Татаринов резко осадил коня. Он заметил, что войско хотя палит из пушек, но встречает станицу не по обычаю. Нет на крепости войскового знамени, с которым всегда встречали посланцев из Москвы.
– Беда в крепости, – сказал он знаменщику, заметив на Султанской стене свою верную и желанную Варвару. Сердце атамана забилось тревожно. Глаза Варвары были устремлены к возлюбленному. Тонкие руки ее сами тянулись к нему. Белое платье развевалось легким ветерком. Всплеснув руками, Варвара крикнула со стены крепости:
– Родной мой, Мишенька! Любимый! Дождалась наконец!
Открылись железные ворота, и Татаринов въехал в крепость. Поздоровался. Слез с коня, окинул глазами войско и сразу заметил, что в крепости действительно случилась беда.

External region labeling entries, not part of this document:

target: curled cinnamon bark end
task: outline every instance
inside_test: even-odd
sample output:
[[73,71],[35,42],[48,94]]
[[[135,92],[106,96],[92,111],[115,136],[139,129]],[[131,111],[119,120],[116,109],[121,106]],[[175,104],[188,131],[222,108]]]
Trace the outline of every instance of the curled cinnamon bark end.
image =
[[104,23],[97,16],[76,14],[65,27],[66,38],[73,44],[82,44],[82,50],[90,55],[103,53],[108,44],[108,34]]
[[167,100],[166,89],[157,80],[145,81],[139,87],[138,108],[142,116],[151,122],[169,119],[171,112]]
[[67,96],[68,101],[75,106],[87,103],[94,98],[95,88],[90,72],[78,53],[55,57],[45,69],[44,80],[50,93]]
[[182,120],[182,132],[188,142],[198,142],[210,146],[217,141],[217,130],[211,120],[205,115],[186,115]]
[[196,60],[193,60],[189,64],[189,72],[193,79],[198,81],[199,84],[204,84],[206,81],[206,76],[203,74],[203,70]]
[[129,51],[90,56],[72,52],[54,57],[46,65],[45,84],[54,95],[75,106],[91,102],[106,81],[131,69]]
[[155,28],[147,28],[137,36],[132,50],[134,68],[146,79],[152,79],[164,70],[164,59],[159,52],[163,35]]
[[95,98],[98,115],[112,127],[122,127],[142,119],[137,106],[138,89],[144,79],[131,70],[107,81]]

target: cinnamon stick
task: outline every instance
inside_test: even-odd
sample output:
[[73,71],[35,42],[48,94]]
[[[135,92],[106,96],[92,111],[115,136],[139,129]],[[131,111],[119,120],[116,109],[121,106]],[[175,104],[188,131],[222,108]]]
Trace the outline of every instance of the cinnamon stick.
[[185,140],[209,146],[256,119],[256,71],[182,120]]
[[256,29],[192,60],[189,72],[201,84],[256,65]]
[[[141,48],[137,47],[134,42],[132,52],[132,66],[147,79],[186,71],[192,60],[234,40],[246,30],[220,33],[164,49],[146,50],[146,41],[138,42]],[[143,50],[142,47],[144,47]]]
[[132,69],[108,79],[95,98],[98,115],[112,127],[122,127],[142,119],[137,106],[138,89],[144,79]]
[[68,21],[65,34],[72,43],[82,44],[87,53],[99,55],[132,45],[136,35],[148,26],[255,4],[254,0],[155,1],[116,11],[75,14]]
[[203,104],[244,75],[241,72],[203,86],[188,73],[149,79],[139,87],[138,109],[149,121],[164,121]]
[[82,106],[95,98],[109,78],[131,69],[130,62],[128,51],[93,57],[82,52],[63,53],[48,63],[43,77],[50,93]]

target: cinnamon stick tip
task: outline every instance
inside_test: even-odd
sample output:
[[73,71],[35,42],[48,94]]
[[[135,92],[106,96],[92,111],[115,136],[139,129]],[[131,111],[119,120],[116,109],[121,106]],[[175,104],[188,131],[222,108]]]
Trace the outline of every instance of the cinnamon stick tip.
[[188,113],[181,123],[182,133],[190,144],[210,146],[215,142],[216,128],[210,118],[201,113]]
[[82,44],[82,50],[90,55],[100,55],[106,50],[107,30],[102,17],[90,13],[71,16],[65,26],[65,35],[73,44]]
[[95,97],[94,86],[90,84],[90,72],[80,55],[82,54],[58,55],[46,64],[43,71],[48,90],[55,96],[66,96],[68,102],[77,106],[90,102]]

Два брата Корнилий и Тимофей Яковлевы, давно затеявшие недоброе, стояли перед ним вызывающие, надменные, с презрительно прищуренными глазами. Корнилий спросил:
– Деньги Москва прислала?
– Прислала, – нехотя ответил Татаринов.
– А порохом да свинцом пожаловал нас царь? – спросил Тимофей.
– Пожаловал.
– Вздор, казаки! Лжет Мишка! – крикнул Корнилий Яковлев.

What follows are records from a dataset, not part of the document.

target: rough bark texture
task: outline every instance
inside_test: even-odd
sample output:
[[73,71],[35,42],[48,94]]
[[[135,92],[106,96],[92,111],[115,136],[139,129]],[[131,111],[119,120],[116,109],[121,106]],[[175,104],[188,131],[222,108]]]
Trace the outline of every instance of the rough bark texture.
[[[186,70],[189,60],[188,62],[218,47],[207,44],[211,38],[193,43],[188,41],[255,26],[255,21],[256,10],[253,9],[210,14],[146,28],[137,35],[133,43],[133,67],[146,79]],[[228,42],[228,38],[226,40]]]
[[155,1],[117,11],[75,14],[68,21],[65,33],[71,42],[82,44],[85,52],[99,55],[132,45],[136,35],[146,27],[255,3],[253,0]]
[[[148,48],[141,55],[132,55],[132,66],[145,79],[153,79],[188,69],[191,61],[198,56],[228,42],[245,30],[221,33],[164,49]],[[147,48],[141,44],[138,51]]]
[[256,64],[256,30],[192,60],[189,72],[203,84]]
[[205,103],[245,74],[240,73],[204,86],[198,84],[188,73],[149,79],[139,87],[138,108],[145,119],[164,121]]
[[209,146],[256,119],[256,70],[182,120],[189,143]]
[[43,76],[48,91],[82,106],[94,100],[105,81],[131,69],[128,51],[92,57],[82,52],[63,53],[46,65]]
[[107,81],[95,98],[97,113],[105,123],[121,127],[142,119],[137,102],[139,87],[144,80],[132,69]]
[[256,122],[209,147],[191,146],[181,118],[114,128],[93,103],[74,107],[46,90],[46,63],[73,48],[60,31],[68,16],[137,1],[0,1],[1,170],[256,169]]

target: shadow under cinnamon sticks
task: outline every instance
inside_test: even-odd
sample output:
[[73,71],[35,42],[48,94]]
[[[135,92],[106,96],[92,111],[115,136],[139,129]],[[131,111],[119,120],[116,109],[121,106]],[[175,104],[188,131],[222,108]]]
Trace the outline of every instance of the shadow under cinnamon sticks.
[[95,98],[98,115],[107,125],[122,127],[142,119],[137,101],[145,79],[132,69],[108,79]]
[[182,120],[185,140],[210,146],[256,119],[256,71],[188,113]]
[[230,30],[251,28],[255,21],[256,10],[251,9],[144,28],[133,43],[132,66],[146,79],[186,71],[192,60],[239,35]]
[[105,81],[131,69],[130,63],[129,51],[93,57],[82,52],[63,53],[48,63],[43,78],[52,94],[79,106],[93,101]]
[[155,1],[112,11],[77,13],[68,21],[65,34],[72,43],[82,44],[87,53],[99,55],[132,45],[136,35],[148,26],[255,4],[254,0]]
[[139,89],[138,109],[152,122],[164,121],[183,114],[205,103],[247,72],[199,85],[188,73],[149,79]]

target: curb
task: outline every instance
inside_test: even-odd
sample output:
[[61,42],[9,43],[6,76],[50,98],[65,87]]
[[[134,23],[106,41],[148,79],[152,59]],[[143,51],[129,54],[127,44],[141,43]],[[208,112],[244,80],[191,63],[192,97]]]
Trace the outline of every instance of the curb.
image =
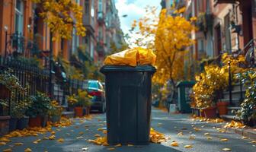
[[227,131],[236,134],[239,134],[245,137],[248,137],[251,139],[256,139],[256,129],[253,128],[227,128]]

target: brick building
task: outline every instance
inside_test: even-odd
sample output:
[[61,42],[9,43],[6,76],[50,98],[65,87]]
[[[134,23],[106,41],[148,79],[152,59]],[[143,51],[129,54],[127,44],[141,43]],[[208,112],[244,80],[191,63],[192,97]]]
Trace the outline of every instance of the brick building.
[[[78,46],[85,49],[86,53],[94,62],[102,62],[106,52],[109,52],[107,41],[107,20],[108,15],[117,14],[114,1],[107,0],[74,0],[83,8],[83,23],[87,33],[85,37],[72,32],[71,40],[58,40],[53,42],[53,56],[62,55],[69,61],[75,54]],[[109,6],[110,5],[110,6]],[[107,8],[114,11],[107,13]],[[11,55],[13,52],[29,57],[30,43],[35,43],[38,50],[48,55],[50,49],[50,28],[40,16],[40,9],[32,0],[0,1],[0,54]],[[118,16],[115,20],[119,21]],[[112,23],[112,22],[111,22]],[[110,22],[110,24],[111,24]],[[108,25],[111,26],[111,25]],[[112,30],[120,29],[112,26]],[[115,33],[115,36],[119,33]],[[123,36],[118,36],[122,37]],[[111,38],[111,37],[110,37]],[[17,40],[17,43],[14,40]],[[16,45],[17,43],[17,46]],[[21,47],[22,46],[22,47]]]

– Он по выгоде своей в Москву ездил!
Давно братья Яковлевы хотели стать атаманами. Давно плели они паутину и разводили смуту. И пока атаман Татаринов ездил в Москву, властолюбивые, жадные и кривые душой, они ходили в ближние и ездили в дальние городки, сеяли среди войска слова черной неправды про атамана Татаринова. Они знали, что царь не простит казакам взятие Азова и не помилует он с боярами станицу атамана Татаринова за убийство на Дону Фомы Кантакузина и воеводы Ивана Карамышева. Братья были уверены, что голова Татаринова останется в Москве, что, во всяком случае, станица не привезет добрых вестей от царя и бояр. Они хотели воспользоваться этим и возводили ложь на атамана, от которой даже верные делу вольности и Руси казаки ходили с опущенными головами. Подметные письма, коварные байки и песни слепцов отравляли казацкие души. Старые атаманы Иван Каторжный, Алексей Старой, Наум Васильев не знали всех воровских и хитрых замыслов и проделок Корнилия и Тимофея. Но и в их душах больно отзывались недобрые слухи о станице Татаринова.
Но уцелела голова храброго атамана. Не испугался он казни царской. Не уронил перед боярами чести вольного Дона. Не очернил перед Москвой боевых друзей и товарищей.
С поднятой головой, как будто после горячей и честной битвы, стоял он перед войском.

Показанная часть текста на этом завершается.